En conséquence et en tout état de cause,
Ecarter des débats les pièces adverses n°4 et 6 pour faux et usage de faux,
Débouter le Comité Social et Economique de la société Sheraton [Localité 1] de l'ensemble
de ses demandes.
Condamner le Comité Social et Economique de la société Sheraton [Localité 1] à régler
à la société Sheraton [Localité 1] la somme de 3.000 € au titre de l'article 700 du Code
de procédure civile ;
Condamner le Comité Social et Economique de la société Sheraton [Localité 1] aux entiers dépens.»
Pour un plus ample exposé des faits de la cause et des prétentions des parties, il est fait expressément référence aux pièces du dossier et aux écritures déposées, conformément
aux dispositions de l'article 455 du code procédure civile.
La clôture a été prononcée le 13 mars 2026.
MOTIFS DE LA DÉCISION
Au soutien de ses demandes, le CSE fait valoir que :
- Sur la régularité du mandat et des délibérations du CSE
Le mandat de Mme [Q] est régulier ;
- La délibération du CSE en date du 17 décembre 2024 est régulière. La question de savoir qui de Mme [T], qui a signé le PV, ou de M. [N], est suppléant de M. [K]. Il s'agit bien de Mme [T] car, si les deux étaient bien candidats et ont obtenus
le même nombre de voix, Mme [T] avait une ancienneté plus grande ;
- Sur le bien-fondé de la demande en référé
- Le projet de passage en franchise, dans la mesure où il opère un quasi-changement d'employeur, a inévitablement des conséquences sur la situation des salariés
que le document d'information remis au CSE n'évoquait pas ;
- En effet, en qualité de gestionnaire de l'hôtel, [L] exerçait les principales prérogatives d'organisation et de direction envers le personnel de l'hôtel
Sheraton [Localité 1] ;
- Par ailleurs, [L] centralise toutes les informations sur les aptitudes professionnelles des salariés de l'hôtel et les communique à d'autres employeurs éventuels ;
- [L] contrôle également le temps et l'organisation du travail du personnel, en utilisant une application [L] sur les téléphones des salariés. Cette application est aussi
un moyen de donner des directives ;
- Le passage en franchiseur de Mariott et en franchisé de l'hôtel Sheraton [Localité 1]

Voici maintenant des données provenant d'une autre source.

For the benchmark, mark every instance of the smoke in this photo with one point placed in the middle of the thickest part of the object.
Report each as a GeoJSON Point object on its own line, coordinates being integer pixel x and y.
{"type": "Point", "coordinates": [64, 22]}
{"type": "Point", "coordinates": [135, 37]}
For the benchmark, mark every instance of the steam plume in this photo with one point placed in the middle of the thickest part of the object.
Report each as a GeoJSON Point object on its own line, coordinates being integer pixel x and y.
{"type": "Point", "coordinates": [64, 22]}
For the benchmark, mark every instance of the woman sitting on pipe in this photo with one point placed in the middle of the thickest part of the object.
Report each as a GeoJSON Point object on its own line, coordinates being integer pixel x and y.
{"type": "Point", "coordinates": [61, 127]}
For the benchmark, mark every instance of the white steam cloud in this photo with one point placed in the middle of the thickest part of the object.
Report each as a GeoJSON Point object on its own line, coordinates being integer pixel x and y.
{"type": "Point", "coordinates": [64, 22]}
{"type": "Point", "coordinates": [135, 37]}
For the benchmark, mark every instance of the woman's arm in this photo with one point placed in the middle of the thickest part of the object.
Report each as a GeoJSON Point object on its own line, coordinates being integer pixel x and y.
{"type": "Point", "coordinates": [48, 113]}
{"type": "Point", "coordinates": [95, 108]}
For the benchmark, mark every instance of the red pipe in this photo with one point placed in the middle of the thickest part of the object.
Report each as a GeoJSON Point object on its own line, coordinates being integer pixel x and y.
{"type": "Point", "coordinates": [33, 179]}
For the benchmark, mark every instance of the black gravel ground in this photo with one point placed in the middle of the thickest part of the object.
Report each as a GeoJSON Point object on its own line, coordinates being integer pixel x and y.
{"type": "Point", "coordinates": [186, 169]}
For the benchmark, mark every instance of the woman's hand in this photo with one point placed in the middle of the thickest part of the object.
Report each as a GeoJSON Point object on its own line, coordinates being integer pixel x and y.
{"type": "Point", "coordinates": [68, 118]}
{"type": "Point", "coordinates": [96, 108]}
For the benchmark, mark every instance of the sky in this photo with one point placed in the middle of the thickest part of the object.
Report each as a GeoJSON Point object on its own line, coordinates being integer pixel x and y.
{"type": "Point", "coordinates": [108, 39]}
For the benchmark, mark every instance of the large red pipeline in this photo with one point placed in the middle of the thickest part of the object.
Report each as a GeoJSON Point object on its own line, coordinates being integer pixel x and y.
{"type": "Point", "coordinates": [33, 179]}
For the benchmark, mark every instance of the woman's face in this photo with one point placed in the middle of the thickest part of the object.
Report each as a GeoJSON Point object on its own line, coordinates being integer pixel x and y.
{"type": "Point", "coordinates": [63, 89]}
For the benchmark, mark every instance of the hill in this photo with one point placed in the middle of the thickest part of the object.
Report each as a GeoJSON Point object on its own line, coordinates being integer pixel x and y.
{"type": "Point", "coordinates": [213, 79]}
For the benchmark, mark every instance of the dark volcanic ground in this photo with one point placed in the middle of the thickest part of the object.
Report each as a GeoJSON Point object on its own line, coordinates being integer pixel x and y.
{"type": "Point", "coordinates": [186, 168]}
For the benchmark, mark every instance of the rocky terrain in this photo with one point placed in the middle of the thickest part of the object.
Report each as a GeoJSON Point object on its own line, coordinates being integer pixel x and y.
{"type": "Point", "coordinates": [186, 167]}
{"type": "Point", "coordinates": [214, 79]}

a des conséquences qui justifient que les informations relatives à ces modifications soient remises au CSE dans le cadre de l'information consultation.
La société Sheraton [Localité 1] oppose que :
- Sur l'irrégularité du mandat et des délibérations du CSE
- Le CSE n'a jamais voté en faveur d'un mandat profitant à Mme [Q]
le 3 ou le 17 décembre 2024, la délibération versée aux débats ne correspond pas
à la délibération qui a eu lieu lors de la réunion du 3 décembre 2024, une main courante à été déposée en ce sens ;
- Des attestations et une retranscription de commissaire de justice témoignent
que la délibération désignant Mme [Q] a bien été rejetée ;
- C'est M. [N], qui, au moment du vote, était en droit de remplacer M. [K],
car même si Mme [T] avait obtenu le même nombre de voix, par analogie
avec la règle légale concernant les candidats non élus sur une même liste syndicale,
c'est le candidat qui vient immédiatement après le dernier élu titulaire qui peut remplacer l'élu absent (L.2314-37 alinéa 3), ce qui a été confirmé par le tribunal judiciaire
de Bobigny ;
- En tout état de cause, même si les délibérations étaient retenues, il convient de constater que la délibération ne vise aucune action particulière en justice et ne mandate pas expressément madame [Q] pour saisir le juge des référés, il s'agit d'un mandat général ;
- Sur l'irrecevabilité de la demande
- Dans le cas d'espèce, le CSE aurait dû saisir le président du tribunal judiciaire statuant selon la procédure accélérée au fond, l'article L.2312-14 du code du travail exclut
le recours à la procédure de référés ;
- Par ailleurs, le juge a été saisi hors délai puisqu'en application de l'article L.2312-15
du code du travail, le délai d'avis dans le cadre d'une info-consultation est d'un mois or, l'assignation du CSE a été délivrée à la société Sheraton [Localité 1] le 19 mars 2025
soit 3,5 mois après la date butoir pour que le CSE rende son avis ;
- Sur l'incompétence du juge de référé
- Le CSE ne peut soutenir qu'il existe un trouble manifestement illicite et formuler
les demandes, objets de la procédure, alors qu'il a rendu un avis favorable
le 3 janvier 2025, ce qui démontre qu'il s'est jugé suffisamment informé
par la direction ;
- En tout état de cause, il n'y a pas de trouble manifestement illicite car le CSE dispose déjà d'un grand nombre d'informations concernant le projet litigieux ;
- Par ailleurs, ce n'est que par la procédure accélérée au fond qu'il conviendrait de juger si des informations supplémentaires doivent être transmises, il n'y a dons pas lieu à référé.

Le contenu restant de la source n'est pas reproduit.